Throughout Dickson’s body of work—particularly in her seedy vignettes of Las Vegas casinos and sex workers around Times Square—American cities are essentially virtual environments, dark fantasias of roiling, sublimated desire. Here, billboards, traffic lights, power lines, and street signs frame the headlights and taillights of cars like distended shadows. Dickson’s vehicles offer none of the Ballardian eroticism of John Chamberlain’s sculptural junkers. Nor are there drivers or pedestrians in her California paintings. Cars, in Dickson’s work, rove herdlike across public land; they reconfigure space, creating the illusion of autonomy along preordained roads and a feeling of calculated access to the natural world. As she told the painter Odili Donald Odita, “These are my transcendentalist works, the sublime in traffic.”

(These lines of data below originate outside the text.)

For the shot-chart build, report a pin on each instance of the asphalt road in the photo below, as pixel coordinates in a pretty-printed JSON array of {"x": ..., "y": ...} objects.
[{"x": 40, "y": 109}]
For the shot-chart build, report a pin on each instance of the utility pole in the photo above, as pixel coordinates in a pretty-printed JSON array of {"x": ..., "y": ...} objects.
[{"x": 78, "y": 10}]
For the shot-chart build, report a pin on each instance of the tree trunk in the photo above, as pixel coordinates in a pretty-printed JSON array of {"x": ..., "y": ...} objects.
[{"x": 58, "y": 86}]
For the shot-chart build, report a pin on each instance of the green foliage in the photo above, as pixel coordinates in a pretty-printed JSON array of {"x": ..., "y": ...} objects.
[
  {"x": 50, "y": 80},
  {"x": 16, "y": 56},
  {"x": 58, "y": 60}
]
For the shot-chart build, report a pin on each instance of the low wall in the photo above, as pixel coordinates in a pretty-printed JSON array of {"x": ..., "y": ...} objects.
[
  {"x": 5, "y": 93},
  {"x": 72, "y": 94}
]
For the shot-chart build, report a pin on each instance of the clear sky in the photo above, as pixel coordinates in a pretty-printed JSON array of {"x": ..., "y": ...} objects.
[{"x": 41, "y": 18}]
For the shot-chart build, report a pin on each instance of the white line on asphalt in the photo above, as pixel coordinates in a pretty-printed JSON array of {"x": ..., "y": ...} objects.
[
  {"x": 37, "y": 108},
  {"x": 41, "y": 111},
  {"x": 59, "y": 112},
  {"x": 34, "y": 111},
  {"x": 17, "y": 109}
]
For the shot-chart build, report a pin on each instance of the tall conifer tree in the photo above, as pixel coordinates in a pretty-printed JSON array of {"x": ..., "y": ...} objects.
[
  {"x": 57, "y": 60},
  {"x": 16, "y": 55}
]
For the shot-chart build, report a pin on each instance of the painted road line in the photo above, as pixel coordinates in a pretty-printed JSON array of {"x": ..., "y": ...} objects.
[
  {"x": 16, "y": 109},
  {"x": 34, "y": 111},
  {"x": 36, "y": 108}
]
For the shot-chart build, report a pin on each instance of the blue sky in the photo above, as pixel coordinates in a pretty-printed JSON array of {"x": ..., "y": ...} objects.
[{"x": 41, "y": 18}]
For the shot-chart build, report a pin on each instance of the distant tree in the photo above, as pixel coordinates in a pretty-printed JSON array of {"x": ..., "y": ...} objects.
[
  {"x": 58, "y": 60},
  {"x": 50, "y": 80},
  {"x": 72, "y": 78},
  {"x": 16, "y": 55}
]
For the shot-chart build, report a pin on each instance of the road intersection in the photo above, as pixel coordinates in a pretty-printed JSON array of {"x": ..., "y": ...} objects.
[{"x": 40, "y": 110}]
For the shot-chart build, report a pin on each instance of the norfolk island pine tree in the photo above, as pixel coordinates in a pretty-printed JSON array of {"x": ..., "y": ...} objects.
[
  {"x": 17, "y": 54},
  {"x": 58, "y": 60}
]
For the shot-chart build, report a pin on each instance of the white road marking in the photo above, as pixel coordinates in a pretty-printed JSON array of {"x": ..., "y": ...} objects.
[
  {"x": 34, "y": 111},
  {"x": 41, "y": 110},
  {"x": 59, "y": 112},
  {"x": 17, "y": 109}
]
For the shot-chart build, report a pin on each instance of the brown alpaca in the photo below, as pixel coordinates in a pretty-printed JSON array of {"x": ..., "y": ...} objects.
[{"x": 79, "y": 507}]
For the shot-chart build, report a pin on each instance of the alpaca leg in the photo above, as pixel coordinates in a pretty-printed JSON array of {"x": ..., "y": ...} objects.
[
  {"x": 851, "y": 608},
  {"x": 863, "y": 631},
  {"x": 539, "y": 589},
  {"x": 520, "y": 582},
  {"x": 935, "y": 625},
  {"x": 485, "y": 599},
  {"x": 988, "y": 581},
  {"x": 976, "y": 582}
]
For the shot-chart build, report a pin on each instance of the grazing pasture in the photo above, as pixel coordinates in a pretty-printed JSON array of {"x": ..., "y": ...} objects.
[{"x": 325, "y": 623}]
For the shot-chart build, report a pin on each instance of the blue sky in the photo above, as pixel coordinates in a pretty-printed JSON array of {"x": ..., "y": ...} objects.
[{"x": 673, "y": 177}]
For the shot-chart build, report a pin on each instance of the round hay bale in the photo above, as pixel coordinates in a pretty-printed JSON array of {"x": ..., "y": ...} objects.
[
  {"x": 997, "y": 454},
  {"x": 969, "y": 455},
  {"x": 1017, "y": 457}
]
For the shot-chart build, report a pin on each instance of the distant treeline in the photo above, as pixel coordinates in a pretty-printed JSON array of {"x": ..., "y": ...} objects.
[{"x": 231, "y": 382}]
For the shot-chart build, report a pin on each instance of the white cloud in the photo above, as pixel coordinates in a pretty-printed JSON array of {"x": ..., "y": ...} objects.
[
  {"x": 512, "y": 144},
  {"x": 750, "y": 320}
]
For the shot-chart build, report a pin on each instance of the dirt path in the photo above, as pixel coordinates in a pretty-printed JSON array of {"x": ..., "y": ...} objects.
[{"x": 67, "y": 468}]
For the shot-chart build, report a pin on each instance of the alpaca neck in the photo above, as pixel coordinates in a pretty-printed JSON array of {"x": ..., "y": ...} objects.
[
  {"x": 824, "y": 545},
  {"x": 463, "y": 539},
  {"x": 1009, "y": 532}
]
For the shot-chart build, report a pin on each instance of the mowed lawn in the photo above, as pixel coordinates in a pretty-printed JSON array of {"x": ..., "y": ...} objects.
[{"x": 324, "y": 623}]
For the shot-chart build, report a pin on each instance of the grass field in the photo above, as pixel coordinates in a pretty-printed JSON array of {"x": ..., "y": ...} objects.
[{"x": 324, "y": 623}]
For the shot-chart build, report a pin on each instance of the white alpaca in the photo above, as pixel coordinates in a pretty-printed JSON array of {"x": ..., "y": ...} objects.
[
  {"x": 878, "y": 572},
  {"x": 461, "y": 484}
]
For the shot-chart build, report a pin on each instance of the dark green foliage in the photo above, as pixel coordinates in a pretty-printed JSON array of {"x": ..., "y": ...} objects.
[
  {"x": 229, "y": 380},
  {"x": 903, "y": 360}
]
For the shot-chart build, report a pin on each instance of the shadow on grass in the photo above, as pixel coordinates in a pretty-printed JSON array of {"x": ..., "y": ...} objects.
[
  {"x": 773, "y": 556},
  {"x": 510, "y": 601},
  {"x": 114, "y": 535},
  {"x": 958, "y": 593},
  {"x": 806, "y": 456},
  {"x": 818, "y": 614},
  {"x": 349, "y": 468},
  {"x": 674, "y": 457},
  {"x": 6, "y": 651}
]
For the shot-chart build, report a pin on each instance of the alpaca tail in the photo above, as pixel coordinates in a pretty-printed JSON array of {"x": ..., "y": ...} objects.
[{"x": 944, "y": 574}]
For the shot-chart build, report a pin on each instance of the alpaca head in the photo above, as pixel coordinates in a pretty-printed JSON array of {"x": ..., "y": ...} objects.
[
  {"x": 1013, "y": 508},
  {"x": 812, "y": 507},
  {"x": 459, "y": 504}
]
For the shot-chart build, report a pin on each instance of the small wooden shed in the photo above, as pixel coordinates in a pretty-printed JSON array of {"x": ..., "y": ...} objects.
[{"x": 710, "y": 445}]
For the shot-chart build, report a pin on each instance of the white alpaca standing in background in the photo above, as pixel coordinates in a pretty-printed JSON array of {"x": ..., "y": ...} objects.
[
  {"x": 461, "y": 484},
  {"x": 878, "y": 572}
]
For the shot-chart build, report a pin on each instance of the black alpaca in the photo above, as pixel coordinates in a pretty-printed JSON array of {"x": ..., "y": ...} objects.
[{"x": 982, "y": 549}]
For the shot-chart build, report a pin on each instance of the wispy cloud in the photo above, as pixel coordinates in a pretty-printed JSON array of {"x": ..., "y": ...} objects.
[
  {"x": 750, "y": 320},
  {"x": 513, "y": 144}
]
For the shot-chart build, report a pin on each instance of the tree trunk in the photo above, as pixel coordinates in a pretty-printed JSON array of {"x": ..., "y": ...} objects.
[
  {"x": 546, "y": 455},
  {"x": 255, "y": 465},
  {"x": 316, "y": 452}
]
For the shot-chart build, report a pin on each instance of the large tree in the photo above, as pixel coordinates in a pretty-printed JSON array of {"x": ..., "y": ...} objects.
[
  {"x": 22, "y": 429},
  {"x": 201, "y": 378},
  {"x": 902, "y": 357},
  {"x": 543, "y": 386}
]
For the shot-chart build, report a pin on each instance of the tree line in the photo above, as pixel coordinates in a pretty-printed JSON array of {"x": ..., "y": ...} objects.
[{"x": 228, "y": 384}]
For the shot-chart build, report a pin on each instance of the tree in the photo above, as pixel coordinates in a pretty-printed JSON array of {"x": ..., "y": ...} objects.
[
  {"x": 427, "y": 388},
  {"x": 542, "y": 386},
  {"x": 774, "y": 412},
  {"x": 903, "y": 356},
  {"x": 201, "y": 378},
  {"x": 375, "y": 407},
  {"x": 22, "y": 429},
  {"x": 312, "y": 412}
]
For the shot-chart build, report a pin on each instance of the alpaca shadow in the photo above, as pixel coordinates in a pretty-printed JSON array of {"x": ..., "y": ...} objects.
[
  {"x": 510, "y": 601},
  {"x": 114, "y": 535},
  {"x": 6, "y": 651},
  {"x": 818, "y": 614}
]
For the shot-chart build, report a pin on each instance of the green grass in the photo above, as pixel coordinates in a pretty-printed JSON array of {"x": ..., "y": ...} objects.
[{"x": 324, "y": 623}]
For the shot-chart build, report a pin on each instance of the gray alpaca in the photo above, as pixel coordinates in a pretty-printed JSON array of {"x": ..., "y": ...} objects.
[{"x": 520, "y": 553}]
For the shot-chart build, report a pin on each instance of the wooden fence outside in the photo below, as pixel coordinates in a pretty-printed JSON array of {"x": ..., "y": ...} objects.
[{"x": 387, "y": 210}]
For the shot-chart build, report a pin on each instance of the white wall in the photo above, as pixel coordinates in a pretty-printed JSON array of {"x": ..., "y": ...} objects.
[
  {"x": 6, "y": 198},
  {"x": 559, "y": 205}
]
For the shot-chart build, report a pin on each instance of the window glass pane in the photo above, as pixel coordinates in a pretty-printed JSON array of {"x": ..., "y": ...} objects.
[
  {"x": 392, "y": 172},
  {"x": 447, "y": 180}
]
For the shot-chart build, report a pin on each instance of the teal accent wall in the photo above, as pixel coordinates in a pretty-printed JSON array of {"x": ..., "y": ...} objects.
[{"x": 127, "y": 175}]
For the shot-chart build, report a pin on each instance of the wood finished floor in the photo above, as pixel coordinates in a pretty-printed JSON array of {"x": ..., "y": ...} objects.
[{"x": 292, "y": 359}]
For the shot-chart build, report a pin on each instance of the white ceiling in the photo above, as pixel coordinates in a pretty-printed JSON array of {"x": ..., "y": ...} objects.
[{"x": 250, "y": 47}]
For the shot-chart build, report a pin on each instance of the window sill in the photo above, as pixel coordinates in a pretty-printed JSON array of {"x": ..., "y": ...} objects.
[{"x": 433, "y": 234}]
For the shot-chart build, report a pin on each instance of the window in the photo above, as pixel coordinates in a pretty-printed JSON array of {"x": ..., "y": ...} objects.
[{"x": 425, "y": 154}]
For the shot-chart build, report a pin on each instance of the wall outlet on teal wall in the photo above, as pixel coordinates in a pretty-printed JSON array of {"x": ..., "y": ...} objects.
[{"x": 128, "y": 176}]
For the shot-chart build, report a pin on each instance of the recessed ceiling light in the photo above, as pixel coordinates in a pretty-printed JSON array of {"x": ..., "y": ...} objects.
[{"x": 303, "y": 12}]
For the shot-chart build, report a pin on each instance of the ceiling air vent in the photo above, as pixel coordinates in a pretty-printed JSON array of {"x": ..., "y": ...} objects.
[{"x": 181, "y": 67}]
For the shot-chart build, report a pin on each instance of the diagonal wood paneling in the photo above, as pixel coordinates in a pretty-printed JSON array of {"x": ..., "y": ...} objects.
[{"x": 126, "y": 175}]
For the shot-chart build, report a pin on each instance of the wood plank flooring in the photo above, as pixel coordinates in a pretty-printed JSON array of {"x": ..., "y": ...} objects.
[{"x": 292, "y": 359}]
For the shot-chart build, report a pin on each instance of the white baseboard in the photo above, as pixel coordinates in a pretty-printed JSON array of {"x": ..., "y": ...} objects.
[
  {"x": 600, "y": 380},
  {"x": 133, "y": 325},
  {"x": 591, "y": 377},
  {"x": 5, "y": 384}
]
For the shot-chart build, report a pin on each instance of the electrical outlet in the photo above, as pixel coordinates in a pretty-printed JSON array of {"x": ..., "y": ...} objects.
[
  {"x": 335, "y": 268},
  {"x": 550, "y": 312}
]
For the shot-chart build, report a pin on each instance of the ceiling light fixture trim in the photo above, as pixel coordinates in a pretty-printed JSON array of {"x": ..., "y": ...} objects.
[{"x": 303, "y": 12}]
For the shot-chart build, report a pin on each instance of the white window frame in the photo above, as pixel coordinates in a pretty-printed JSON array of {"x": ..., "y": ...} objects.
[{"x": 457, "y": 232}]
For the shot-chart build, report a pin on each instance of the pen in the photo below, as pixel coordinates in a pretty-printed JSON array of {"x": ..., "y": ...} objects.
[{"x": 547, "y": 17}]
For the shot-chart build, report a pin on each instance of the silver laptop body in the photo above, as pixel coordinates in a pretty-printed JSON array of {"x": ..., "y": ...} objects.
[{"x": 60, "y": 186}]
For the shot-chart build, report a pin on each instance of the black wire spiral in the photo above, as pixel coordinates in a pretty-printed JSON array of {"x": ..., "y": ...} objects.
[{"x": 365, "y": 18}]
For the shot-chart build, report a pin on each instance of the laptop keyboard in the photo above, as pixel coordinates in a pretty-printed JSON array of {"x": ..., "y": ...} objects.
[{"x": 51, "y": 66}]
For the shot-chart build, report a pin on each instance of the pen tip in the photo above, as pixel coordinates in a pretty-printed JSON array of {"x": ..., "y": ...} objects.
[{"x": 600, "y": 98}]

That is to say, Dickson’s paintings are about the American dream. They inhabit the same parallel routes of self-actualization and Manifest Destiny that structure a Robert Frank or Jack Kerouac road trip. But there’s less optimism here. Out of Here North 3 (2013) shows a caravan of cars stuck in traffic beneath ominous power lines, the fiery orange sky tinged by aquatic green clouds. In otherworldly cool tones, the paintings suggest the twilight of empire. Rendered in oil on rectangular plots of AstroTurf, they summon golf courses, soccer practice, manicured lawns. The shadows between the artificial blades of grass lend a hyper-clarity that dissolves, as you approach the painting, into a bristly static energy. The image is only possible to apprehend at a distance.
In a side gallery are fifteen oil-stick-on-linen works depicting US highways from Dickson’s “Road Trip” series. They’re painted, like all of her work, from photographs taken by the artist, and their vantage is through a windshield, slightly left of the road’s center—probably a view from the driver’s seat. Their trancelike monotony will feel familiar to anyone who’s undertaken the Great American Road Trip—you can almost hear the hum of rubber on tarmac, or the ebb and flow of radio static that fades region into region. Yet there are no grand vistas, no awe-inspiring mountain ranges or desert sprawl—just long gray stretches of the Dwight D. Eisenhower Interstate Highway System, navigated by anonymous travelers whose lonely journeys are punctuated only by the idea of beauty.